Like every other publication with a digital mouth, the BBC reports that Mark Papermaster has left Apple. He was largely responsible for various aspects of the iPhone 4 and so, of course, everyone’s now speculating that Jobs fired him for the antenna disaster (you know, the one where the iPhone 4 actually has a superior signal to the 3GS, unless you hold it in a very specific way, whereupon reception can sometimes drop somewhat—DISASTER!).

The reason I cite the BBC report is because it’s typical of the copy-and-paste reporting on subjects such as this. The assumption is Papermaster was canned due to iPhone 4 issues; the report calls the iPhone 4 “troubled” (the biggest ‘trouble’ with the device is that Apple can’t make the damn things fast enough, so finding one available to buy isn’t easy); it notes Consumer Reports saying it won’t recommend the iPhone 4, but omits the publication’s hypocrisy on recommending other devices with the exact same ‘issue’.

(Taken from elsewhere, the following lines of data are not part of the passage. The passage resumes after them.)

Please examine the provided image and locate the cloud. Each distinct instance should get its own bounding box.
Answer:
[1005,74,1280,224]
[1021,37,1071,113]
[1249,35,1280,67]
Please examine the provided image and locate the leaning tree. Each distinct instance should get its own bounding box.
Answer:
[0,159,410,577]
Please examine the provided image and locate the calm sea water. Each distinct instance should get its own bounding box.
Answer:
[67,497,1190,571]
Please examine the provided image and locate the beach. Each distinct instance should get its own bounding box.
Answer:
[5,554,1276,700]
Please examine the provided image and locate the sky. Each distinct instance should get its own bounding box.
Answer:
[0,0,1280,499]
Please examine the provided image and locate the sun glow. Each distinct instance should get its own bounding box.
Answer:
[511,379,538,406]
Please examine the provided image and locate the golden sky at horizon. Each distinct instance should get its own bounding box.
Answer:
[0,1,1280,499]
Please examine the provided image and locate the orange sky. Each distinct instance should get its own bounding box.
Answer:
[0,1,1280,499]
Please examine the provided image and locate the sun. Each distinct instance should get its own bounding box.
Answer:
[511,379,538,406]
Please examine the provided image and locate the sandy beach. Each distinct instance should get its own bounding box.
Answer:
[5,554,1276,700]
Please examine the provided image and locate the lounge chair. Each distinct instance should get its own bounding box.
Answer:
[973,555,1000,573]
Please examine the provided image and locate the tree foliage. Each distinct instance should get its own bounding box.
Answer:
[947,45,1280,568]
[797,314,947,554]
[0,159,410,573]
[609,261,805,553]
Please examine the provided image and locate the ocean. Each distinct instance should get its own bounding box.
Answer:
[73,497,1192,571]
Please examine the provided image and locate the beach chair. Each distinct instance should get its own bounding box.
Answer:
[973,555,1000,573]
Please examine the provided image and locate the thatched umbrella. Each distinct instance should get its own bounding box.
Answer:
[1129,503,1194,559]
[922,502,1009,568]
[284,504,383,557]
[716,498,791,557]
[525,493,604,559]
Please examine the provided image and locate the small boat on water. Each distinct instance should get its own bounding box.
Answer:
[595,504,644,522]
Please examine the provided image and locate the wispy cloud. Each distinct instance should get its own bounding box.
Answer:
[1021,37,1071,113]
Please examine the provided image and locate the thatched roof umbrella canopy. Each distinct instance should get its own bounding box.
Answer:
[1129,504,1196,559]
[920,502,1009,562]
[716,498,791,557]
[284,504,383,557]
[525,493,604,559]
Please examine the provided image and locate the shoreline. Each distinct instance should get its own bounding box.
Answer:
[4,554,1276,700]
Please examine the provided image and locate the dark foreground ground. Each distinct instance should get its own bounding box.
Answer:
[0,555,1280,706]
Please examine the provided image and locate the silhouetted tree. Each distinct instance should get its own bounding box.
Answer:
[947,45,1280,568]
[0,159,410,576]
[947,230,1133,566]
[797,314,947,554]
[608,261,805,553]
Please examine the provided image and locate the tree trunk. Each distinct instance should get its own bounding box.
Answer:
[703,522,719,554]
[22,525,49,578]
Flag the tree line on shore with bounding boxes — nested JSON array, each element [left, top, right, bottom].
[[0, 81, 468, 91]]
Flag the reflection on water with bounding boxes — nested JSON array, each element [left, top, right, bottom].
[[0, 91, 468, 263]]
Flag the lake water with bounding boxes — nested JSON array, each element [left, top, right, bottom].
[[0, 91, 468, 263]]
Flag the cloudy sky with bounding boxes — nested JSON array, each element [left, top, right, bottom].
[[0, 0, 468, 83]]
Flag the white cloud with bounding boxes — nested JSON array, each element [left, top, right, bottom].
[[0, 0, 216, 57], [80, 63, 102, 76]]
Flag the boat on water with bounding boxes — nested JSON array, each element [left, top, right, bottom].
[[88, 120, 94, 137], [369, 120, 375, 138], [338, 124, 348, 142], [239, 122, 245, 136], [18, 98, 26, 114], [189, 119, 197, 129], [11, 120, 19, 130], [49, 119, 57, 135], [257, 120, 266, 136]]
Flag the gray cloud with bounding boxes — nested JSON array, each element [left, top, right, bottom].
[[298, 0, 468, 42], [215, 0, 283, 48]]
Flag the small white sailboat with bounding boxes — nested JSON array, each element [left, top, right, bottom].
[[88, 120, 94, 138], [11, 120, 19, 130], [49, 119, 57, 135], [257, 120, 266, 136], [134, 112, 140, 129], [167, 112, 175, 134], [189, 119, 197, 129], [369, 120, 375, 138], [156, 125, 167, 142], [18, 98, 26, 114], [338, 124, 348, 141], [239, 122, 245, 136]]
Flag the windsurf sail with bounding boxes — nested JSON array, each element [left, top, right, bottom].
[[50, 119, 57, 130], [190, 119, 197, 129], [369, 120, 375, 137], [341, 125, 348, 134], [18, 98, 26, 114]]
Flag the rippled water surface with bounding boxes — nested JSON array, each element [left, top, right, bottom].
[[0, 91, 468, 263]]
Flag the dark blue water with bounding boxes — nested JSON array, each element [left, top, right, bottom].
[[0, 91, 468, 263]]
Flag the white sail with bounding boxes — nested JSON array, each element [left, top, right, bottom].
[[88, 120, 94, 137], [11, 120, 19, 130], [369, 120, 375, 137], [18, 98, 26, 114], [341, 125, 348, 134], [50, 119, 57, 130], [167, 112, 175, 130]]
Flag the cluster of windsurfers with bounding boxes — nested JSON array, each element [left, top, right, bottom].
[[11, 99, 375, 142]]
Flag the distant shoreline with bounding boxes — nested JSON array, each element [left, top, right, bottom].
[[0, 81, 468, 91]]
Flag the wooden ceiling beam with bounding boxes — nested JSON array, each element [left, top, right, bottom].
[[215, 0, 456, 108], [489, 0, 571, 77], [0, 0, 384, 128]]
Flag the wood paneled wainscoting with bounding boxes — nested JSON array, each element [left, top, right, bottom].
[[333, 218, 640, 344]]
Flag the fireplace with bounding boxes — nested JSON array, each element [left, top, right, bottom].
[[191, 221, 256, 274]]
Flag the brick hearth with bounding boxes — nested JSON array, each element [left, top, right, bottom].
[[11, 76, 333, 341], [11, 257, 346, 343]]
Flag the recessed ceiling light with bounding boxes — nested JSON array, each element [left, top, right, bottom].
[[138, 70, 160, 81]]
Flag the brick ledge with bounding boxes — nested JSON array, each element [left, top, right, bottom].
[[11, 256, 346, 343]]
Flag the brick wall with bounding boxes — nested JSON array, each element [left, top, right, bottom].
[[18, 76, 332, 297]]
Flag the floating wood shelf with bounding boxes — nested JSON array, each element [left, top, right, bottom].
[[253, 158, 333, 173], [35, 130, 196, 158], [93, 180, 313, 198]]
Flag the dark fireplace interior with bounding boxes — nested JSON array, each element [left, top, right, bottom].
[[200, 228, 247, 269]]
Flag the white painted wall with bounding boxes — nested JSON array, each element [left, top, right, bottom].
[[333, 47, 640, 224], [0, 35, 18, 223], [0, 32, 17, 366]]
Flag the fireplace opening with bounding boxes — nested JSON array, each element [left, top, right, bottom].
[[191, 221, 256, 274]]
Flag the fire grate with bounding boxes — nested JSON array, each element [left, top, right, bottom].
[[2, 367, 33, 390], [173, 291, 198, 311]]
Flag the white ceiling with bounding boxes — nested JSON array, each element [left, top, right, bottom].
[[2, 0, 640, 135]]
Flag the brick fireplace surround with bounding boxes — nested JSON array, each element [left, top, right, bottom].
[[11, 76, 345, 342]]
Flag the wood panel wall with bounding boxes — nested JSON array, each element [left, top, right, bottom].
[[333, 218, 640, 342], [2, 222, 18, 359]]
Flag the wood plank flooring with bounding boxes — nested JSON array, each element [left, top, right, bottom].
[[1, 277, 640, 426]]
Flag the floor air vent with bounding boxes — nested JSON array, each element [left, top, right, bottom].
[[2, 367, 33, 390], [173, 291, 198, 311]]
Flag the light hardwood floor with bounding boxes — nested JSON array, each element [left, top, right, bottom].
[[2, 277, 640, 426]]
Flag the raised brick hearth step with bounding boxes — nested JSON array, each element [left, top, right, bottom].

The WSJ, naturally, digs a little deeper, claiming that the departure was “driven by a broader cultural incompatibility” and that Papermaster had “lost the confidence of Mr. Jobs months ago and hasn’t been part of the decision-making process for some time”. It also claims it was Jobs, not Papermaster, who made the final decision to press ahead with the external antenna, even once Apple was aware of the ‘risks’ associated with that design.

Regardless of the truth behind Papermaster’s exit, anyone not clamouring to write iPhone 4 link-bait can and probably should make the following predictions regarding where things go from here:

  1. The Papermaster story will continue to bubble around the tech and mainstream press, in cut-and-paste fashion;
  2. The press will continue to refer to the iPhone 4 like some kind of poo on a shoe, repeatedly rattling on about all its problems and how this could spell disaster for Apple;
  3. The general public won’t care and the iPhone 4 will continue to fly off the shelves (real and virtual) as fast as Apple can make them.